Personal information
- Born: December 4, 1968 (age 57) Wismar, East Germany
- Nationality: German
- Playing position: Pivot

Youth career
- Years: Team
- 1979-1983: TSG Wismar

Senior clubs
- Years: Team
- 1983-1990: SC Empor Rostock
- 1990-1996: Buxtehuder SV

National team
- Years: Team / Apps
- –: East Germany / 60
- –: Germany / 54

Teams managed
- 2004-2007: Buxtehuder SV
- 2014-2021: Buxtehuder SV (youth)
- 2021-2023: HL Buchholz 08-Rosengarten (assistent)

Medal record
Representing Germany
World Championship
| Gold medal – first place | 1993 Norway |  |

= Heike Axmann =

German handball player (born 1968)

Heike Axmann ( Dombrowski, 4 December 1968) is a German handball player. She was part of the team that won the 1993 World Championship.

==Career==
Axmann represented first the East German and later the unified Germany national team. She played 114 games for the various German national tems, scoring 259 goals.

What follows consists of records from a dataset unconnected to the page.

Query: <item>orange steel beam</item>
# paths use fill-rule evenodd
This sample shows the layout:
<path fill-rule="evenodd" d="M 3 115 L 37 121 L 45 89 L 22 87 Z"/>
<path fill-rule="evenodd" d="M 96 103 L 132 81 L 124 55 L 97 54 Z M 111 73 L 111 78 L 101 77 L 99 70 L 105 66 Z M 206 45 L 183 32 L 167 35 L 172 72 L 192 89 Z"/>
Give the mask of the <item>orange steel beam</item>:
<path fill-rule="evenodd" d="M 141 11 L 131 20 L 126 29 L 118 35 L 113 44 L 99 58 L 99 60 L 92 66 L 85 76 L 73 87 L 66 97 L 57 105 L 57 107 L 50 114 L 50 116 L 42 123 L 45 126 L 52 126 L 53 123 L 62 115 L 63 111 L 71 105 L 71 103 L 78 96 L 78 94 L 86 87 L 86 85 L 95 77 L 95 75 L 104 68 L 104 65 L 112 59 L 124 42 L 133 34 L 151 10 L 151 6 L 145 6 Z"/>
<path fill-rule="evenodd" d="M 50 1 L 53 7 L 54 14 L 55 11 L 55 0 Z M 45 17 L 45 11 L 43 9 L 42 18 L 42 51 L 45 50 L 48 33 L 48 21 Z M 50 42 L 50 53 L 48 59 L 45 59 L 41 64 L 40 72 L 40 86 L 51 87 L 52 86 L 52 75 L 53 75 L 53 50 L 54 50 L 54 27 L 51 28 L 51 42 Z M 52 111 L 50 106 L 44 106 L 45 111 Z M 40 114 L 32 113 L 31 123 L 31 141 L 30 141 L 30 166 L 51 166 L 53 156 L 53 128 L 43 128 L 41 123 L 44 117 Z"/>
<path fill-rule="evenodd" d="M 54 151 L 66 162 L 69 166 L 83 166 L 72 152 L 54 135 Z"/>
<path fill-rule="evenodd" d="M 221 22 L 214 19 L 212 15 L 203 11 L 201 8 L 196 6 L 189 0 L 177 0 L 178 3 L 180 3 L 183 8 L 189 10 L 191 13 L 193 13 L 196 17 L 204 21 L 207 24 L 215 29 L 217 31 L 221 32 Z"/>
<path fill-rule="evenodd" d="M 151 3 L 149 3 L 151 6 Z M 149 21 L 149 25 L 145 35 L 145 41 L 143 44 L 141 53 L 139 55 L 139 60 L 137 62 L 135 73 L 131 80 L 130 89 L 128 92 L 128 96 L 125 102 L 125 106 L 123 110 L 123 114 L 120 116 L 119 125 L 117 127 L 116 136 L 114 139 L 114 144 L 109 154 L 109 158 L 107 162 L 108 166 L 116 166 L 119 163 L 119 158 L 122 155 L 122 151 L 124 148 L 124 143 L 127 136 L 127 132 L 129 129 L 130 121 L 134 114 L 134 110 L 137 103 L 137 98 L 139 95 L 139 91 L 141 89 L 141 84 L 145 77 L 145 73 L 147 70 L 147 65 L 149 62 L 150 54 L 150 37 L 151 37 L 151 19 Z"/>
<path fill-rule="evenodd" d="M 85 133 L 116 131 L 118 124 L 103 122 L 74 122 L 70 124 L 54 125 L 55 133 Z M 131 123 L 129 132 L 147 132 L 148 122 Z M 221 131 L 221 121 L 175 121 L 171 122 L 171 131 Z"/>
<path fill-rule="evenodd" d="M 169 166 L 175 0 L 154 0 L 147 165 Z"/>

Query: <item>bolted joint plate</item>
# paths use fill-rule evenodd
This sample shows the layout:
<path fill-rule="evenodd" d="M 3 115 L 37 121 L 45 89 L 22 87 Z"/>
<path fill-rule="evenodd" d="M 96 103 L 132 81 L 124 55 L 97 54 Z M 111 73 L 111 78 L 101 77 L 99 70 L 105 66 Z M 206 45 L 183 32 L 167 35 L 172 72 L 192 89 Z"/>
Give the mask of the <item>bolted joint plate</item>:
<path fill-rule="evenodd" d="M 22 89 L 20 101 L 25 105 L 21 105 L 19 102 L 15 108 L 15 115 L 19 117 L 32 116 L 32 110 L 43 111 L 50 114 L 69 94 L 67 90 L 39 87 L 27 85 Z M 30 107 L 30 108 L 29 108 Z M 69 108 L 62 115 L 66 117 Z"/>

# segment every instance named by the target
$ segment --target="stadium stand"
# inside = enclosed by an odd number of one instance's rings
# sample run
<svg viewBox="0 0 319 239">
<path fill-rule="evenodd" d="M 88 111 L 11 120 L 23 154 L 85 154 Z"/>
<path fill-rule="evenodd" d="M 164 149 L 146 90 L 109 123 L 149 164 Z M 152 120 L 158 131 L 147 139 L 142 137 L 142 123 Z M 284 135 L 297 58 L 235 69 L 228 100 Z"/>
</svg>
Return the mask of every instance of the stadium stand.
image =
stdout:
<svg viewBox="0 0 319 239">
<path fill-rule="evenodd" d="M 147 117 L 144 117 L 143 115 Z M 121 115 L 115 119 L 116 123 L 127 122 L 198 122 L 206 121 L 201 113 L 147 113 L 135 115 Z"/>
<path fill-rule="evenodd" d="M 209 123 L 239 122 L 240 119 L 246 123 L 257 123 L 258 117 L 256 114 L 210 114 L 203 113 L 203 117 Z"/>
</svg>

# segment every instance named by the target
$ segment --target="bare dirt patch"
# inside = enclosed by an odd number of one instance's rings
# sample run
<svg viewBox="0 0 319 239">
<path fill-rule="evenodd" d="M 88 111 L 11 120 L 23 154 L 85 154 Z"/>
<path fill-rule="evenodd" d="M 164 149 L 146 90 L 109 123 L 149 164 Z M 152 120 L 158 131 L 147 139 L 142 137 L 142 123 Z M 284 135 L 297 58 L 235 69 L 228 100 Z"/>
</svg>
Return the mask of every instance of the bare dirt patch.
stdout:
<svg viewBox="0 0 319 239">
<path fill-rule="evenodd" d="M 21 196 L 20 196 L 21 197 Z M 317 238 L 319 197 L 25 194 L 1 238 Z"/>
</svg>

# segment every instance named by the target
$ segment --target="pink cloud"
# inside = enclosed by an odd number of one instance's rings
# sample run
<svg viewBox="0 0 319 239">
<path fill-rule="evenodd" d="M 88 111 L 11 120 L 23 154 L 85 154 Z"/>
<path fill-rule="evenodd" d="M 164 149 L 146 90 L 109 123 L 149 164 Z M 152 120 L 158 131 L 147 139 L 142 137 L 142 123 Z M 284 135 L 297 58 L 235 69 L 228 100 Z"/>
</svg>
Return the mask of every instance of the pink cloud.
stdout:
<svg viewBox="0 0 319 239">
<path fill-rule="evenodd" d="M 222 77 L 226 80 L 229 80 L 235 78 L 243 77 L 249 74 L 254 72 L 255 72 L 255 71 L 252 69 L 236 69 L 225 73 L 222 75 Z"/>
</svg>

In 1989 she was named handballer of the year in East Germany. The same season she won the DDR-Championship with SC Empor Rostock. She also won the 1988 and 1989 DDR Handball Cup.

===Coaching career===
From 2004 to 2007 she coached the Buxtehuder SV. In 2014 she became the youth coach at the club. In 2016 while still coaching the youth team she also took over as the coach of the second team. From the 2022-23 season she became the assistant coach at HL Buchholz 08-Rosengarten.

==Private==
Both of her children, Natalie and Dominik are professional handballers.